We wanted to try building an electronic version. The main reason was curiosity, to see if we even could. There are a range of challenges in doing so, and we wanted to explore them. The other reason is to begin a quest to do things traditional stethoscopes cannot, like add frequency filtering or variable gain. Finally, we want to explore different input devices, like an electret microphone and a piezo device, or maybe even a coil cartridge. Here at the beginning of the project, we don't know if we'll get to all of those things this month, but we'll make a start. This project will definitely be multi-part. We won't bring them to you one after the other necessarily, because it may get boring and we anticipate some development time and in the current climate, long waits on parts! Instead, they'll probably be here and there. For now, let's get into it!
CONCEPTS AND CRITERIA
We established some criteria for our initial build, and we'll revisit these as we explore. We decided:
- No hard-to-get parts, which mainly means parts available over retail counters and nothing from wholesalers or commercial/trade suppliers.

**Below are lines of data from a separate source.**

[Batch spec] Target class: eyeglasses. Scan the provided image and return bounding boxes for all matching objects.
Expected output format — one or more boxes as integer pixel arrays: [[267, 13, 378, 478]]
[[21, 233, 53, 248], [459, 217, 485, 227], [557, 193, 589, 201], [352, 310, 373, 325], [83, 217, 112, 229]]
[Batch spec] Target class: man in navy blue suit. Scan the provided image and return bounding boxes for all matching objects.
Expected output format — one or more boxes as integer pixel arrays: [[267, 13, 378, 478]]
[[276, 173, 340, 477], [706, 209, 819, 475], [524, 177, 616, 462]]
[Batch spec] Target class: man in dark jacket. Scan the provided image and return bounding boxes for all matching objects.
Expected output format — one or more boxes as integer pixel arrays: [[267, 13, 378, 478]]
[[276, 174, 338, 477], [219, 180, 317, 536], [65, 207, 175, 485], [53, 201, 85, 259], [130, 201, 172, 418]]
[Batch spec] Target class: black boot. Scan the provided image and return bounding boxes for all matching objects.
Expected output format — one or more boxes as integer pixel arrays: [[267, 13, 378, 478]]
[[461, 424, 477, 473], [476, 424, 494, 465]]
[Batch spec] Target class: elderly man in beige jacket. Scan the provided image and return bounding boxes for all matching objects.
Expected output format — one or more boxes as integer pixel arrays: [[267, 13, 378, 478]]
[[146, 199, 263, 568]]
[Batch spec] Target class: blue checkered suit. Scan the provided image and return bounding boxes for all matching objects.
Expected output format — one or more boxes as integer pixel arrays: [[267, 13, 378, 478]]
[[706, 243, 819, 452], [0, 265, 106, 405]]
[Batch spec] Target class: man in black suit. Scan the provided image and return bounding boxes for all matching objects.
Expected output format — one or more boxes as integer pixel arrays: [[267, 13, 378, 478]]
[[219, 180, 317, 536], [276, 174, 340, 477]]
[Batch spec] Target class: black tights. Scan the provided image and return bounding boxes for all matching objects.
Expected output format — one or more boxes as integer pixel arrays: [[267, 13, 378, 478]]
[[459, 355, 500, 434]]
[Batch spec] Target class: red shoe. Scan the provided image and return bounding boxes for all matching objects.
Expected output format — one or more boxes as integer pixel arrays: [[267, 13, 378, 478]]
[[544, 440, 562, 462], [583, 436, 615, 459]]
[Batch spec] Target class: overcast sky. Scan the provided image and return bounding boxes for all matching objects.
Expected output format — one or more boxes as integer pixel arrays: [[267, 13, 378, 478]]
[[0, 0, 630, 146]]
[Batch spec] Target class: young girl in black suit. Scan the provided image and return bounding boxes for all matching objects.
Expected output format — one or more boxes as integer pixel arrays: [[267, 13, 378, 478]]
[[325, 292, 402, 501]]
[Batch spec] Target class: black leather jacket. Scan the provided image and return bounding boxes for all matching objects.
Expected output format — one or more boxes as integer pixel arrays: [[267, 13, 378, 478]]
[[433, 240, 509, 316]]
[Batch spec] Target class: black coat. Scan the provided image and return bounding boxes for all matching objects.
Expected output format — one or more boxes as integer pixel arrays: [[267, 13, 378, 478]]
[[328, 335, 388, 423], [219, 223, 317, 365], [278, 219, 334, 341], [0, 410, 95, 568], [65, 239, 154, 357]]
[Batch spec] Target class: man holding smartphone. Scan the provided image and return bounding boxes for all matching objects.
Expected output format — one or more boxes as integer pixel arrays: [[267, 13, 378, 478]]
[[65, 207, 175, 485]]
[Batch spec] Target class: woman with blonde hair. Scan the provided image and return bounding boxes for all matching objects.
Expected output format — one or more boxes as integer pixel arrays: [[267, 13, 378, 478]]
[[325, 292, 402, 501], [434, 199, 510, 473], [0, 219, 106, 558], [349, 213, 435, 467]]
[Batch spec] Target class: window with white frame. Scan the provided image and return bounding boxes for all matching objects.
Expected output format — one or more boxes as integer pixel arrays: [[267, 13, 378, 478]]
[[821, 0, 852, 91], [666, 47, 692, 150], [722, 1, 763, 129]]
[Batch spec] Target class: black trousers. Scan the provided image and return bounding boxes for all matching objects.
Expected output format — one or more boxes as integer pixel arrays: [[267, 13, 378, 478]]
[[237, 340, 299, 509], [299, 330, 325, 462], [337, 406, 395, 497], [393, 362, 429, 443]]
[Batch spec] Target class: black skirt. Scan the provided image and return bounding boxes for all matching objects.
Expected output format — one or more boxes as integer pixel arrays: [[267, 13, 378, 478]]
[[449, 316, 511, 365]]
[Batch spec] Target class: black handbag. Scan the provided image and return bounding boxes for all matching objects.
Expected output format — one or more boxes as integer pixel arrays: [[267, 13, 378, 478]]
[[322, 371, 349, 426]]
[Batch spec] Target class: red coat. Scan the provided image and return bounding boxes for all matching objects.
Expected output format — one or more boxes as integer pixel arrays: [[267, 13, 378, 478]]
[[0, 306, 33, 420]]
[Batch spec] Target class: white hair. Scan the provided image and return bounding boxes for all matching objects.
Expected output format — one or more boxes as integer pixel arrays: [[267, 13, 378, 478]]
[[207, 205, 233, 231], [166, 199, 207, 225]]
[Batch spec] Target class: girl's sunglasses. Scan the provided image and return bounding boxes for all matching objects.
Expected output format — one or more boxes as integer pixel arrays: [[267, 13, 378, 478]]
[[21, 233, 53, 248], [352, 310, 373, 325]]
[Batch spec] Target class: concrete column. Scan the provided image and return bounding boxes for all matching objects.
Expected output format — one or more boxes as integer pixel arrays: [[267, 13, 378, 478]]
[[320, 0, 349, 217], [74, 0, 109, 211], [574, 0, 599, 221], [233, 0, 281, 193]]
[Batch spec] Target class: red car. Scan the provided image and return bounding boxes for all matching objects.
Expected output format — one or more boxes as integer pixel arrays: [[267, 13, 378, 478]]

- The build has to fit on one solder breadboard, the 400-hole type that mimics regular non-solder prototyping breadboards.
- We can't get too bogged down in perfect amplifier design, because other parts of the system will be far from perfect anyway.
- The sensor element needs to be versatile so we can change out different ideas.
- 3D printing is for the sensor housing but it would be better if we used pre-made or recycled parts.
- It needs to be battery powered for portability, and ideally, 5V powered so USB power banks can be used.
The concept was to have an electret microphone in some sort of housing that would shield it from background noise and isolate what we wanted to listen to. This would feed into a preamplifier to make the electret output into a usable
signal, then into another amplifier to boost it enough to use headphones. The second amplifier needed to be gain-adjustable so the volume could be increased. The filters are probably going to have to wait, because they won’t fit on a board, but that's ok. It's worth exploring the basics of the concept to see if it will even work before we go designing filters!
THE ELECTRET MICROPHONE
Electret microphones are, relatively at least, cheap, easy to use, reasonably effective, and readily available. We chose to base our first design on one for those reasons. They are also called condenser microphones, and that gives a bit of a hint as to how they work. They are, in a complicated and not-quite way, capacitors. It is an electrostatic device, but whereas normal electrostatic devices need a polarised power supply to charge two electrodes or surfaces with opposite charges, the electret has a charge built in. The term comes from 'electric' and 'magnet', and it is a lot like the electrostatic version of a permanent magnet. In modern times, this usually means forcing excess charge into a good insulator such as PTFE, while the material is still solid, with corona discharge or a form of particle accelerator. Historically, they were made by melting the dielectric and letting it solidify within a strong electrostatic field. This diagram is of an electret microphone.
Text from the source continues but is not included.